Menurut Wakil Jaksa Penuntut Umum Bhajanvir Singh, wanita itu tinggal bersama orang tua dan tiga saudara laki-lakinya ketika dia mengalami pelecehan seksual.
Dia berusia antara sembilan dan 12 tahun saat itu.
Pada suatu titik dalam hidupnya, wanita itu tidak berhubungan baik dengan orang tuanya karena dia merasa ibunya telah memihak kakaknya, dan mengklaim bahwa ayahnya juga telah melakukan pelecehan seksual terhadapnya.
Pada 2017, ibunya pindah bersamanya ketika ayahnya meninggal.
zxc2
Pada tahun 2018, saudara laki-lakinya, yang merupakan penyerangnya, menikah dan tak lama kemudian, ia menjadi seorang ayah.
Mendengar hal tersebut, membuat wanita itu merasa tidak senang karena penyerangnya berhasil melanjutkan hidupnya dengan baik.
Wanita itu berkata bahwa sang kakak tidak pantas untuk bahagia.
Akibatnya, dia berencana membunuh ketiga anaknya - satu putra dan dua putri - ibunya, dan sang kakak, sebelum bunuh diri pada 2019.
Rencananya adalah membakar semua orang hidup-hidup, namun, dia ingin menyelamatkan putra kesayangannya dengan memberinya kematian "damai" dengan rasa sakit yang lebih sedikit, lapor CNA.
Saat itulah dia melakukan perjalanan ke Johor Bharu dan membeli pena dan jarum insulin dari apotek sebelum belajar sendiri cara menggunakannya dengan menonton video YouTube.
Wanita itu kemudian memberi putranya suntikan, setelah itu dia menderita sakit kepala parah, mati rasa di jari-jarinya, mual dan fotosensitifitas.
Bocah itu kemudian dirawat di Rumah Sakit Universitas Nasional (NUH) di mana dia didiagnosis dengan hiperinsulinisme - yang digambarkan sebagai tingkat insulin di atas normal dalam darah seseorang.
Kondisi yang disebut insulinoma ini juga dapat terjadi dari pemberian insulin atau dari tumor yang mensekresi insulin di pankreas.
Namun, dokter kemudian menemukan bahwa bocah tersebut tidak menderita insulinoma. Dia dirawat di rumah sakit tiga kali, satu kali setelah menderita kejang terkait dengan kadar gula darah yang rendah.
Bocah itu kemudian memberi tahu dokter spesialis anak bahwa ibunya telah menyuntiknya dengan "obat" pada banyak kesempatan.

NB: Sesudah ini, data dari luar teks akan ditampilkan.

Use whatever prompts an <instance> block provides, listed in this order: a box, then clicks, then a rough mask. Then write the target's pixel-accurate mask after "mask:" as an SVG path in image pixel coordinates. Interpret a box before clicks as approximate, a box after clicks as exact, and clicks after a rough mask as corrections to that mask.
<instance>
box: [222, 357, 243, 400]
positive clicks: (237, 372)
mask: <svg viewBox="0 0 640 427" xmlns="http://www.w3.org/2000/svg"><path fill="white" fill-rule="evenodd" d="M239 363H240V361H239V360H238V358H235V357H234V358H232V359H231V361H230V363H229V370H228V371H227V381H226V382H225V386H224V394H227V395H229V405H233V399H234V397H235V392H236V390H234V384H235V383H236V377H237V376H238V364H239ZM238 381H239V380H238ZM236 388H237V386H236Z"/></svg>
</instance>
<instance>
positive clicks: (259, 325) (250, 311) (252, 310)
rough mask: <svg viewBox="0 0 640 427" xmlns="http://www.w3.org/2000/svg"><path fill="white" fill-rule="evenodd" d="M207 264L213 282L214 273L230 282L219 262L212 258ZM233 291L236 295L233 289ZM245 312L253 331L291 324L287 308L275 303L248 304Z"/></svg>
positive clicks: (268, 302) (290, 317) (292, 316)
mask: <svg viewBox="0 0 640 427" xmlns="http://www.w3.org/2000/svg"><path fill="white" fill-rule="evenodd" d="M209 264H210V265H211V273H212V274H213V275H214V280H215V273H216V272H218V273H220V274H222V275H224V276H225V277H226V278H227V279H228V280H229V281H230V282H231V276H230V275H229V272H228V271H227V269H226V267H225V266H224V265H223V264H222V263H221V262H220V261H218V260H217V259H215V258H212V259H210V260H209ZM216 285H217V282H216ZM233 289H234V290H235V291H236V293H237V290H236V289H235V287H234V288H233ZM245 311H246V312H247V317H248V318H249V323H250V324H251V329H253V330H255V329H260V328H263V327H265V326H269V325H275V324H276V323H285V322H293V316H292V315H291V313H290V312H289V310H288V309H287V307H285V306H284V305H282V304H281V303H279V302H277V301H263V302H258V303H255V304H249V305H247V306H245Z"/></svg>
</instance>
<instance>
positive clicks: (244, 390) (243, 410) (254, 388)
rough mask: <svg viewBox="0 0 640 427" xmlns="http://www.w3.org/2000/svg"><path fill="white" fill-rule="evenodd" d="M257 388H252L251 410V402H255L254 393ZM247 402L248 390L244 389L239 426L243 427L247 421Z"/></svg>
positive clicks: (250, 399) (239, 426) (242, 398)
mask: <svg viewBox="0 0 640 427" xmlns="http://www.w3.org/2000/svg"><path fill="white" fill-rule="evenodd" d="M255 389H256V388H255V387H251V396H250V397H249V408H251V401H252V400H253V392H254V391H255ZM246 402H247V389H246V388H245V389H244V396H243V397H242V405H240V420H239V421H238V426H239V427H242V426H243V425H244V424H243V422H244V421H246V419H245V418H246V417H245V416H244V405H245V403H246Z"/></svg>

Setelah dihadapkan oleh staf rumah sakit, wanita itu mengakui apa yang telah dia lakukan terhadap bocah itu dan kasus tersebut dilaporkan ke pihak kepolisian.
Wanita itu kemudian didiagnosis dengan beberapa kondisi termasuk gangguan depresi mayor dan gangguan stres pascatrauma (PTSD).

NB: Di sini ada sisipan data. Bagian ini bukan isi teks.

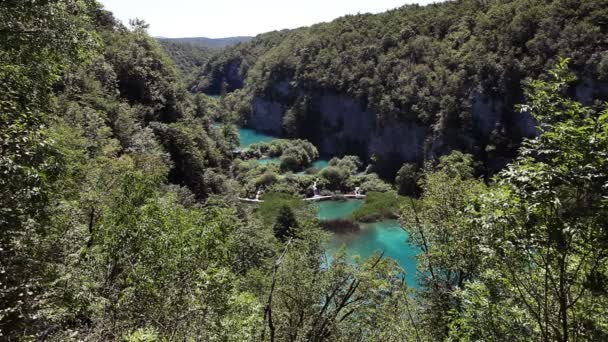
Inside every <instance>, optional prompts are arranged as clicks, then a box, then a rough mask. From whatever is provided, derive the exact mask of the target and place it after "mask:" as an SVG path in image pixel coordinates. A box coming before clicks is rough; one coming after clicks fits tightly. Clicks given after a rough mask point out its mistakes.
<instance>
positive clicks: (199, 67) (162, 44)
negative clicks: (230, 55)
mask: <svg viewBox="0 0 608 342" xmlns="http://www.w3.org/2000/svg"><path fill="white" fill-rule="evenodd" d="M159 42H160V45H161V46H162V47H163V49H164V50H165V53H166V54H167V55H168V56H169V57H170V58H171V59H172V60H173V61H174V62H175V64H176V65H177V67H178V68H179V71H180V72H181V73H182V75H183V76H184V77H185V78H186V80H188V82H192V80H193V79H195V77H196V75H197V74H198V73H199V72H200V69H201V68H202V67H203V65H205V63H206V62H207V61H208V60H209V59H210V58H211V56H213V54H214V53H215V52H216V51H215V50H213V49H212V48H209V47H205V46H202V45H194V44H190V43H181V42H175V41H172V40H168V39H159Z"/></svg>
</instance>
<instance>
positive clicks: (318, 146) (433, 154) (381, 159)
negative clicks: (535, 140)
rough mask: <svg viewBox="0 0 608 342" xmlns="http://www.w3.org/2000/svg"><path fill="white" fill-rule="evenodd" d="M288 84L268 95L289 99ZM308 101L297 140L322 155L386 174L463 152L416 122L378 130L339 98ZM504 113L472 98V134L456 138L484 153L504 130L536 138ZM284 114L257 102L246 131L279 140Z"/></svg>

DPP mengutip laporan kejiwaan, mengatakan bahwa ada "hubungan kontribusi yang substansial antara gangguan mentalnya dan perilakunya yang menyinggung".
Namun, wanita itu ditemukan dalam keadaan "tidak waras" ketika dia melakukan kejahatan karena dia menyadari bagaimana putranya akan terluka ketika disuntik dengan insulin.
“IMH (Institut Kesehatan Mental) telah menginformasikan bahwa sejak penangkapan terdakwa, dia telah menerima perawatan psikiatri serta konseling di penjara,” kata DPP Singh.
“Meskipun kondisi kejiwaannya telah membaik, jalannya menuju pemulihan masih panjang.”
Sementara itu, bocah lelaki itu dilaporkan berulang kali memikirkan dan bermimpi buruk tentang masalah tersebut dan menyatakan kekhawatiran akan bahaya lebih lanjut.
Ia juga menunjukkan beberapa gejala PTSD.